All 20 patients achieved procedure success. No heart block occurred during the operation. One patient had a transient complete right bundle branch block within 48 h post-procedure and reverted to normal rhythm after intravenous injections of dexamethasone for 3 d. For all 20 patients, no residual shunt was observed by transthoracic echocardiography post-procedure. During the average follow-up period of 2.4 years, no severe TR was observed.

CONCLUSION

Using of the improved PDA occluder for the transcatheter closure of PmVSD with abnormally attached tricuspid chordae tendineae is a safe and promising treatment option. However, long-term follow-up in a large group of patients is still warranted.
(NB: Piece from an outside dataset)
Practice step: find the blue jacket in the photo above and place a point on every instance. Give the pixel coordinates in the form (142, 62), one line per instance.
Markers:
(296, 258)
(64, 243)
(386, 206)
Key Words: Ventricular septal defect, Transcatheter, Patent ductus arteriosus occlude, Tricuspid regurgitation, Chordae tendineae

Core tip: The aim of this study was to explore the feasibility and safety of transcatheter closure of perimembranous ventricular septal defects (PmVSD) with abnormally attached tricuspid chordae tendineae using an improved PDA occluder. A total of 20 patients diagnosed with PmVSD with abnormally attached tricuspid chordae tendineae who underwent interventional treatment using the improved patent ductus arteriosus (PDA) occluder were observed. All 20 patients achieved procedure success, and no residual shunt or severe tricuspid regurgitation was observed. Our study suggested that using of the improved PDA occluder for the transcatheter closure of PmVSD with abnormally attached tricuspid chordae tendineae is a safe and promising treatment option.



INTRODUCTION

Transcatheter interventional therapy for certain types of perimembranous ventricular septal defects (PmVSD) is a substitute for surgical treatment. However, post-procedure complications of interventional therapy such as heart block[1-4] and tricuspid regurgitation (TR)[5,6] are often reported and appear serious, thus limiting the clinical application of this procedure. Furthermore, PmVSD are not infrequently complicated by the presence of aneurysmal fibrous tissue from the septal leaflet of the tricuspid valve, making the use of the device technically challenging and increasing the potential risk of inducing increased tricuspid insufficiency[7].

In some countries, such as China and India, tens of thousands of patients diagnosed with PmVSD are treated by transcatheter closure each year. However, with the increase in the number of interventional treatments, tricuspid insufficiency has been observed during follow-up. Although epidemiological data are lacking, these problems are not less serious than heart block. Some cases even require surgery to repair the tricuspid valve. Because the bilateral disc of the traditional symmetrical ventricular septal defect occluder is 2 mm longer than the waist, it is generally believed that interventional therapy is feasible when the attachment point of the tricuspid chordae tendineae to the defect on the right ventricular (RV) side is greater than 2 mm. However, during follow-up, after using of the traditional symmetrical occluder, tricuspid chordae tendineae rupture[6,8,9] or tricuspid valve stenosis[10,11] caused by the compression of the RV disc may occur even if the attachment point of the tricuspid chordae tendineae to the defect on the RV side is greater than 2 mm.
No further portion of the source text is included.